A placard of Julian Assange is seen outside the Ecuador. AP photo
Ecuador is ready to negotiate over the fate of Julian Assange if Britain withdraws a threat to raid its embassy in London where the WikiLeaks founder has sought refuge, President Rafael Correa said on Aug. 21.
Ecuador was incensed by a veiled British threat to enter the embassy to arrest the 41-year-old former computer hacker, who is trying to avoid extradition to Sweden, where he is wanted for questioning over allegations of rape and sexual assault, Reuters reported.

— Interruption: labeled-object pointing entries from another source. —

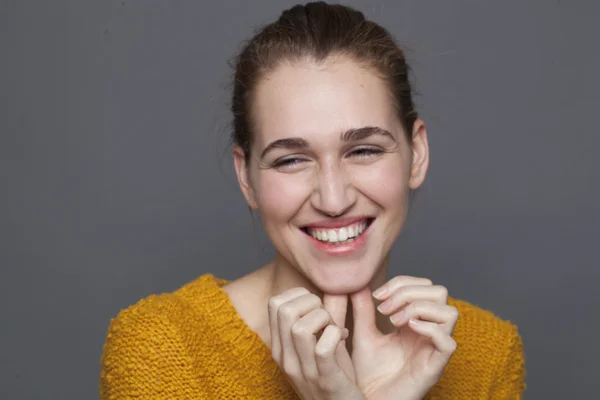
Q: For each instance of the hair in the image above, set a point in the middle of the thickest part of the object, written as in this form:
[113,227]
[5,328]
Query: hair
[318,31]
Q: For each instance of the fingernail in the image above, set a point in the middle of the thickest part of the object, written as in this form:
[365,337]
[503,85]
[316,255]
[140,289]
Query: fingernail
[379,293]
[384,307]
[398,317]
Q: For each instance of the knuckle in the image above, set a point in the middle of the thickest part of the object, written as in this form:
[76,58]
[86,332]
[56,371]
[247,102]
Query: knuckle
[323,352]
[453,312]
[452,345]
[427,281]
[315,299]
[274,303]
[326,384]
[443,290]
[287,311]
[299,330]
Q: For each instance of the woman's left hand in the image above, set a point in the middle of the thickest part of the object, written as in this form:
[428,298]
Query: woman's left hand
[407,362]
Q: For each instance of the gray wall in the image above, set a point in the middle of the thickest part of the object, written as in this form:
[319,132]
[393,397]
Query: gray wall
[112,133]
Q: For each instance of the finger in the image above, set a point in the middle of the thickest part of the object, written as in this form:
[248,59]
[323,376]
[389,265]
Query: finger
[408,294]
[337,306]
[325,352]
[444,344]
[274,303]
[304,339]
[396,283]
[287,314]
[363,310]
[428,311]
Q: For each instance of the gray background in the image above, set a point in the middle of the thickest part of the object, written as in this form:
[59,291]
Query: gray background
[116,181]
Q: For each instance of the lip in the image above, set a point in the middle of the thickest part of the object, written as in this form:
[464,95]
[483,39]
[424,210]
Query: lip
[338,223]
[342,249]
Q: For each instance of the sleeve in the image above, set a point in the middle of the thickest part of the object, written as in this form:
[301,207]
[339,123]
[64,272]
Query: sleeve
[510,378]
[145,358]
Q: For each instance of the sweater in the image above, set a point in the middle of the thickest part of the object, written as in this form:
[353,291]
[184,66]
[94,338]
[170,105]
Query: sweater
[192,344]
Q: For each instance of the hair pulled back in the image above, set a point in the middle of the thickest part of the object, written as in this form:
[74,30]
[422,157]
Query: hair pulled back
[317,31]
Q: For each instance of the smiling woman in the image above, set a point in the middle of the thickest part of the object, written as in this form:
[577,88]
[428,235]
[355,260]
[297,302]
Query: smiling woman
[327,148]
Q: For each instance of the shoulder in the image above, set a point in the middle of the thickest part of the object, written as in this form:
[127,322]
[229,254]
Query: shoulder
[146,347]
[489,352]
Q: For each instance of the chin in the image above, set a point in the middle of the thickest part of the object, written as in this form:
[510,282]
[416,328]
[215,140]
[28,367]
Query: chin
[341,282]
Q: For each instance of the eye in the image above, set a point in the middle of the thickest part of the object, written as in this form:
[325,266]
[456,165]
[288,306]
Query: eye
[363,152]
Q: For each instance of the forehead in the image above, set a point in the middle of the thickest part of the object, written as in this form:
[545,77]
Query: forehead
[304,99]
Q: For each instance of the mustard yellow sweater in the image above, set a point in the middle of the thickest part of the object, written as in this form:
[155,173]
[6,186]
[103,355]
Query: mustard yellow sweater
[192,345]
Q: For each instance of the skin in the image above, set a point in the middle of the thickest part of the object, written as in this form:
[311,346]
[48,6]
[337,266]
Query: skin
[308,291]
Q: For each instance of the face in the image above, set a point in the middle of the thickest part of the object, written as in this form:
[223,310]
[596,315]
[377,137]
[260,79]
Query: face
[330,170]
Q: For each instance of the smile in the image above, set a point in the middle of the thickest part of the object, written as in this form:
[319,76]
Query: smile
[339,235]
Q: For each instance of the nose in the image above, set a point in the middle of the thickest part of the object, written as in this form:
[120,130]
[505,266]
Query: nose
[333,194]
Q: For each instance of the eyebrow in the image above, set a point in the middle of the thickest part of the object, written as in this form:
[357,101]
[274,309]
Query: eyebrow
[351,135]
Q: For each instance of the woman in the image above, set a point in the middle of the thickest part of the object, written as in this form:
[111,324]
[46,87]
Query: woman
[327,148]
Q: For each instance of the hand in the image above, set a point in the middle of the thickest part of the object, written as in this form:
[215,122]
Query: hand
[407,362]
[317,369]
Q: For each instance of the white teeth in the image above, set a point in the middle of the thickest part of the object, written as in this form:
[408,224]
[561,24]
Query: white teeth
[345,234]
[332,236]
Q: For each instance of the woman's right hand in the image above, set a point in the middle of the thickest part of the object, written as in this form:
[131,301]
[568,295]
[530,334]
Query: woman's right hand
[318,369]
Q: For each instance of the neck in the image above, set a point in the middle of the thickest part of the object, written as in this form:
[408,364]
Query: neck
[281,276]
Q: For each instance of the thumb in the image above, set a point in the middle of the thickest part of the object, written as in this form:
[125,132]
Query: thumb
[363,310]
[337,306]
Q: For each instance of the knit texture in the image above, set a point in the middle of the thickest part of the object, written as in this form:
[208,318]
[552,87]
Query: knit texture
[192,345]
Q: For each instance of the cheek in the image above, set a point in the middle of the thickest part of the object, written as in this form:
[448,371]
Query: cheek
[280,196]
[385,183]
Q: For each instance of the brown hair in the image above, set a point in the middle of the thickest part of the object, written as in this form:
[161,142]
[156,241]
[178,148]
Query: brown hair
[318,31]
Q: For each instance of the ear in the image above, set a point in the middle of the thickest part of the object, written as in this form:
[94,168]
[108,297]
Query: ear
[243,175]
[420,155]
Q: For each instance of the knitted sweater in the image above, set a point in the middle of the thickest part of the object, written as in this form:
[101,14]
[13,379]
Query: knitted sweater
[192,345]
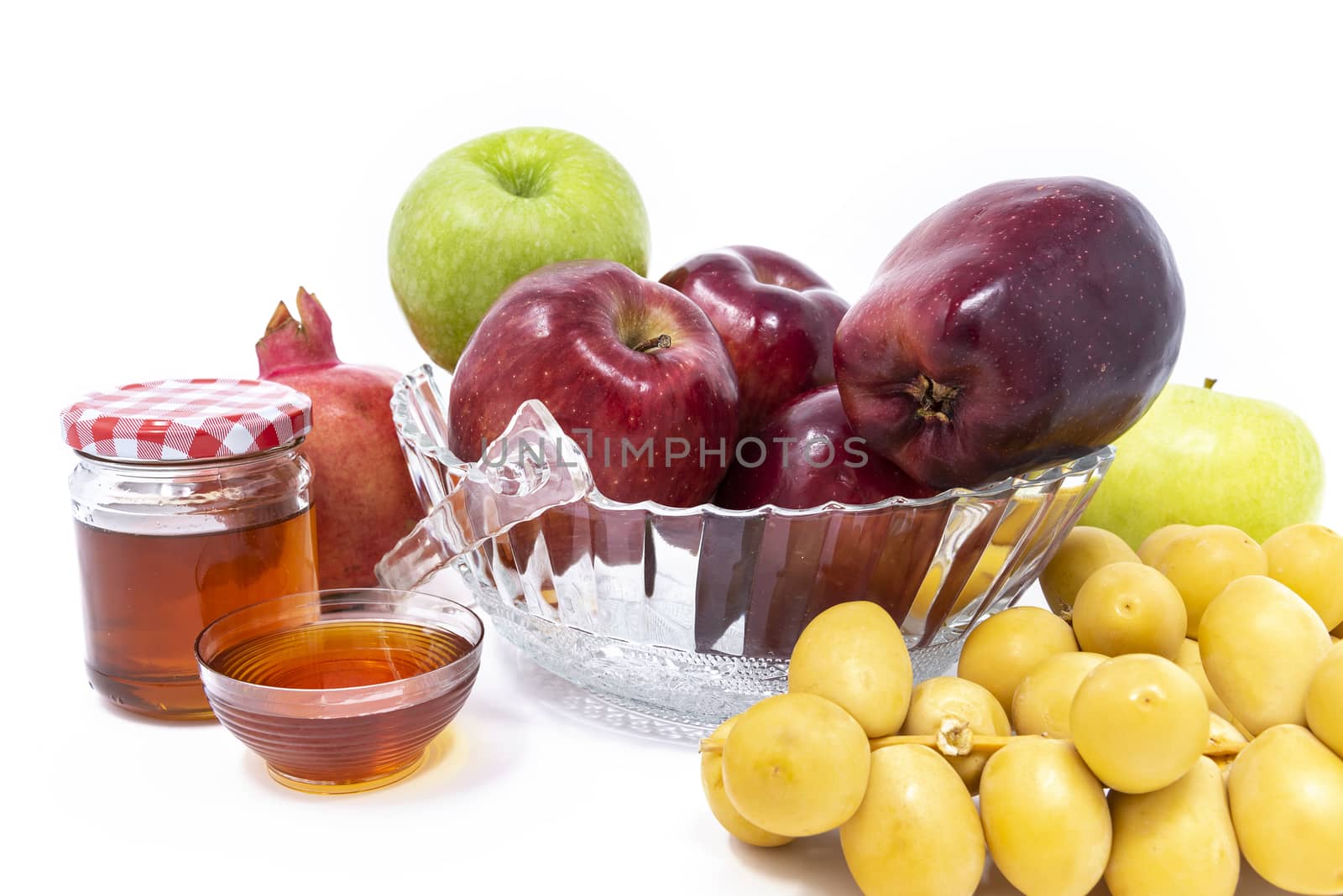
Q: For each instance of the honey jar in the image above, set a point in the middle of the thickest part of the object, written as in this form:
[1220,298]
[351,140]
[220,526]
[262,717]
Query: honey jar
[190,501]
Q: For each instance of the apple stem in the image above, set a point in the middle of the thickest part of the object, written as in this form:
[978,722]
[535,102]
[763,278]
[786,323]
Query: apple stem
[661,341]
[935,400]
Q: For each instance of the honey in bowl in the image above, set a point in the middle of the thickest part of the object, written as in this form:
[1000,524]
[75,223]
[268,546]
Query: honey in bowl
[342,691]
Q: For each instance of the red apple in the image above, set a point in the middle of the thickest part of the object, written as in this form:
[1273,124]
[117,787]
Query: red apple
[776,315]
[631,371]
[807,456]
[1024,324]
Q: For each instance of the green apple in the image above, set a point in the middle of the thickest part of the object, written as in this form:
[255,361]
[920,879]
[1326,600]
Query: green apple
[496,208]
[1201,456]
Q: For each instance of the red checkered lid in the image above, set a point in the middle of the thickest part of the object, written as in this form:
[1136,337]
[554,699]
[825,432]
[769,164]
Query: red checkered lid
[187,420]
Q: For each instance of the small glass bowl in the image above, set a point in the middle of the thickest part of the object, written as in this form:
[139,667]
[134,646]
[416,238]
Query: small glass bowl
[340,691]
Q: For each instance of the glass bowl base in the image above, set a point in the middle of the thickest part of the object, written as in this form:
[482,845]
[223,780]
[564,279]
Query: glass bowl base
[351,786]
[685,690]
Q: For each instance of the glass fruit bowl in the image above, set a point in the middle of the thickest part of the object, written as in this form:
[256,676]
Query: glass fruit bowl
[691,613]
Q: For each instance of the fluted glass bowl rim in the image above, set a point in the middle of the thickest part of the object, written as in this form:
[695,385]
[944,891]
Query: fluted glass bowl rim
[239,692]
[411,432]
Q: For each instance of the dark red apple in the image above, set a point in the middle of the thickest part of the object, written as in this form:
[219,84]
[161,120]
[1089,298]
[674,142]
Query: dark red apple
[1024,324]
[807,455]
[776,315]
[631,371]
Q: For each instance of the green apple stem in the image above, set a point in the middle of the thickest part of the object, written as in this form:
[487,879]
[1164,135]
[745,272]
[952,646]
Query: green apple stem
[661,341]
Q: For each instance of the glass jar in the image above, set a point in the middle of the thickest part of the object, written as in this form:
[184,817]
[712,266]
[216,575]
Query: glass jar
[190,501]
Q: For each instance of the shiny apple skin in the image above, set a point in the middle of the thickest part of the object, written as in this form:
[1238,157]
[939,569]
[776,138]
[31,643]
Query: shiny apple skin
[823,474]
[1047,311]
[776,315]
[564,334]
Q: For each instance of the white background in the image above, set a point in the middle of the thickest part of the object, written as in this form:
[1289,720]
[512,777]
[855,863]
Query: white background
[171,174]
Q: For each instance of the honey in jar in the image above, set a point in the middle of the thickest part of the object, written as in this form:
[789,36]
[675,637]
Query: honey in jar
[190,502]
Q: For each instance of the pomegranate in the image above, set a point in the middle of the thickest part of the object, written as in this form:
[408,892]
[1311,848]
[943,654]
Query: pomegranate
[363,497]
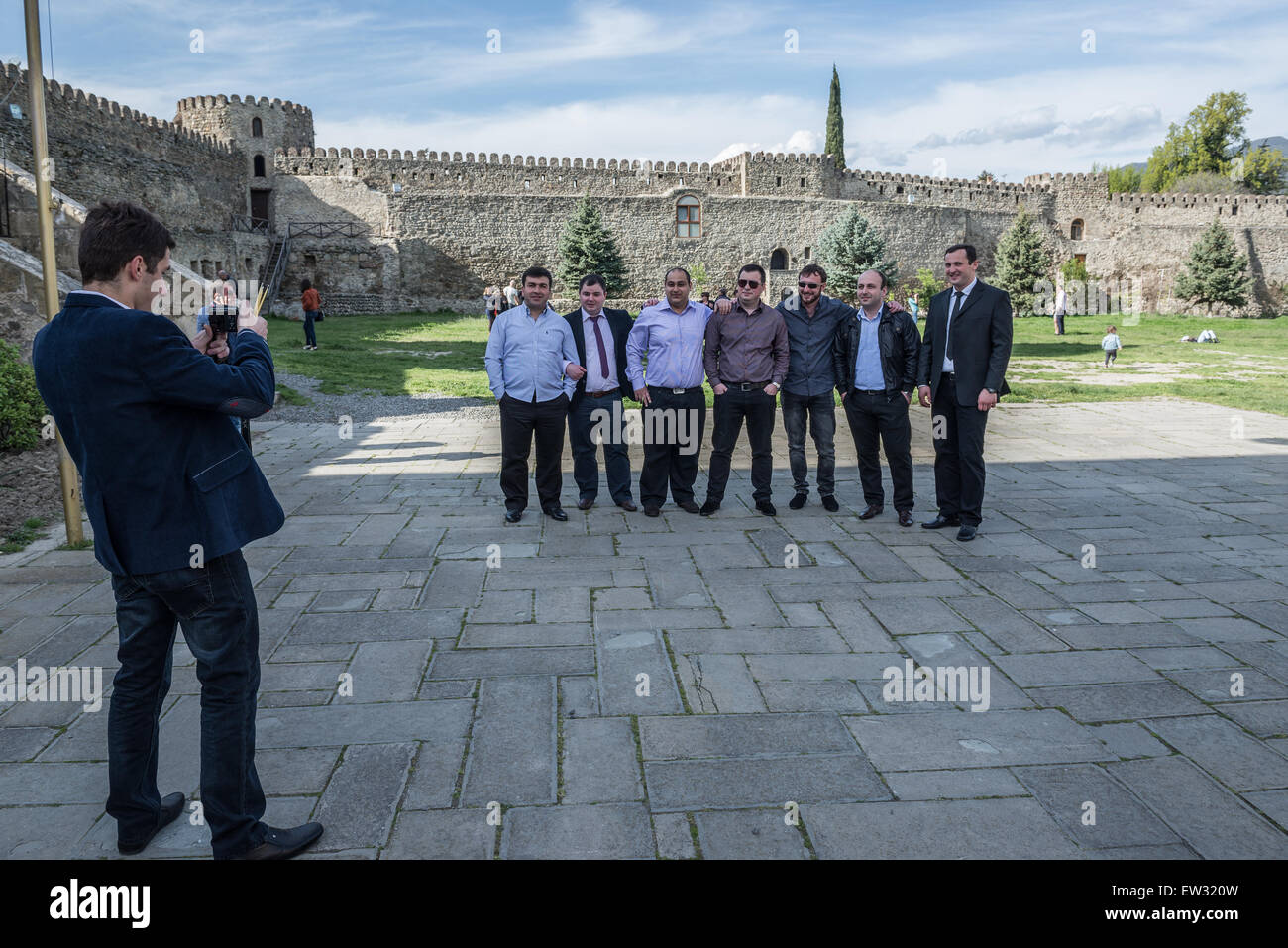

Correa has offered Assange asylum and told Britain to let him leave the embassy and fly to the South American
country. The leftist leader said Assange, who has been in the building for nine weeks, was welcome to stay there “indefinitely,” but also said he was open to discussions. “Despite that rude, impertinent and unacceptable remark we’re still open to dialogue,” Correa told reporters in the coastal city of Guayaquil. Sweden unlikely to extradite him to US: Australia
“We don’t expect an apology, but of course we expect Britain to retract the extremely serious mistake they made when they issued the threat that they could violate our diplomatic mission to arrest Mr. Julian Assange.”
Meanwhile, Australia’s foreign minister claimed yesterday that Assange was unlikely to be extradited from Sweden to the United States if there was a risk of the death penalty or a military court. Foreign Minister Bob Carr said Australia could not get involved in cases outside its jurisdiction but that Stockholm had indicated Assange was unlikely to be sent to the United States.
“It’s not a subject for Australian diplomacy, it’s a subject for consular support,” he told the Australian Financial Review. “We have sought assurances from Sweden (that) due processes will be accorded. “And the Swedes have said they don’t extradite anyone if there’s a capital offence or it’s a matter to do with military or intelligence.”